Congress ended weeks of contentious negotiation Tuesday, agreeing to a five-year transportation bill that will boost spending on roads and transit systems by billions of dollars each year.

In its first year, the approximately $300-billion bill increases spending on highways by $2.1 billion above current levels. By the final year, in 2020, the bump will be $6.1 billion above the about $50 billion that has been spent in recent years.

Spending on transit will go from the current $8.6 billion to almost $10.6 billion in 2020

“I’m proud. I’m relieved. We are in dire need of this,” said Sen. Barbara Boxer (D-Calif.), the ranking member of the Senate Environment and Public Works Committee, which provided the fulcrum to get the bill through the conference committee. “It will result in millions of jobs over the period of the bill, and they can’t be outsourced. They have to be done in America.”

Boxer said that meshing very different House and Senate bills was a messy process that would make the workings of a sausage factory look appealing by contrast.
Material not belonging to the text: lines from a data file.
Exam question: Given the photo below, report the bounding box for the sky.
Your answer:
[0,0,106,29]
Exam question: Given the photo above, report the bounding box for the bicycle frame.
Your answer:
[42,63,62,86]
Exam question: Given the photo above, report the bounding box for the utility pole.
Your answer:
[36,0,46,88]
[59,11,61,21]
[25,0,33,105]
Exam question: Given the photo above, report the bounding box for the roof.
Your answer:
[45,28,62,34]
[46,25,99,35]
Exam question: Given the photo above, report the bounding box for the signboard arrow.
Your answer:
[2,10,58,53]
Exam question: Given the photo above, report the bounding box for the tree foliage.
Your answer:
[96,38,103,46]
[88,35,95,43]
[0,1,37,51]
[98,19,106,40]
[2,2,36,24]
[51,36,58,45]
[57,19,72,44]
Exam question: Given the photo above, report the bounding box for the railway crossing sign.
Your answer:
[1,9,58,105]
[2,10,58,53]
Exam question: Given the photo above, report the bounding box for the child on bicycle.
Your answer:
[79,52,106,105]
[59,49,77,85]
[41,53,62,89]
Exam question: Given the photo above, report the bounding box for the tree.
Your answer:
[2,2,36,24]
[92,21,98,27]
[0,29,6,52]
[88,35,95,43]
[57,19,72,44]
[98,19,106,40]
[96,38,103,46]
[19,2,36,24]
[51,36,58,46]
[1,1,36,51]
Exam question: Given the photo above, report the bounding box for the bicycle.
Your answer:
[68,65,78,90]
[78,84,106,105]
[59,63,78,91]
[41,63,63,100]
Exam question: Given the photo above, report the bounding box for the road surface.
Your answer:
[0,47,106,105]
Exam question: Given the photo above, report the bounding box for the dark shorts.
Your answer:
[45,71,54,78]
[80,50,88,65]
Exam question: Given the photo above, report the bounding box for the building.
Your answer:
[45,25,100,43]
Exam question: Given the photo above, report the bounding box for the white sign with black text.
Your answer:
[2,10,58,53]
The long-sought bill protects funding for transit from those who argued it should be cut loose from the highway bill, increases money for pedestrian and bicycle programs that also have come under attack, and it includes nearly $200 million to speed installation of a critical railroad safety feature known as positive train control.

Approval of the bill, which will go to the White House for the president’s signature this week, also lays to rest for five years the question of how to pay for transportation. The bills arrived in the conference committee with very different funding provisions. The committee settled primarily on a House plan to use money that the Federal Reserve Bank uses as a cushion against losses and a Senate proposal to reduce the amount of interest the Federal Reserve pays to banks.

The bill restores what once was the natural order of things in transportation, setting the game plan and funding levels for several years and ending the herky-jerky process of funding extensions that were the order of the day for the past 10 years.

In addition to increasing spending for roads and transit, the bill increases funding for freight transportation and creates a grant program for freight; restricts rental car leasing of recalled vehicles; bumps up to $295 million the cap on liability claims faced by railroads; triples the amount that the National Highway Safety Administration can level in civil fines; and continues the popular Transportation Infrastructure Finance and Innovation Act (TIFIA) program. It also includes a measure that reauthorizes the U.S. Export-Import Bank.

The bill is a landmark moment for a Congress that is reviled by many Americans as a do-nothing body, most notable for the bitter fighting between its most extreme elements. But even in this week’s success, there is failure. Once again, the lawmakers have not found transportation’s utmost goal — a renewable source of cash to fund the nation’s needs.

The need to get from place to place — on foot or by vehicle — stands virtually alone in the degree to which it touches everyone from infancy to old age. The universal desire of people to get around has made adequate transportation a goal that transcends political parties and appeals to extremes at either end of the spectrum.

But even in its success — and the word “bipartisan” was ever-present in the aftermath of the compromise — the failure to find a long-term way to pay for transportation revealed a deep schism in Congress.

Boxer, who credited close collaboration with Senate Environment and Public Works Committee Chairman Jim Inhofe (R-Okla.) for getting the job done, said the process was so bruising that it provided motivation to find a more permanent funding solution.

“This was a painful process,” Boxer said. “The transportation bill is a huge priority for both parties. Therefore I do think that we’re going to figure this out.”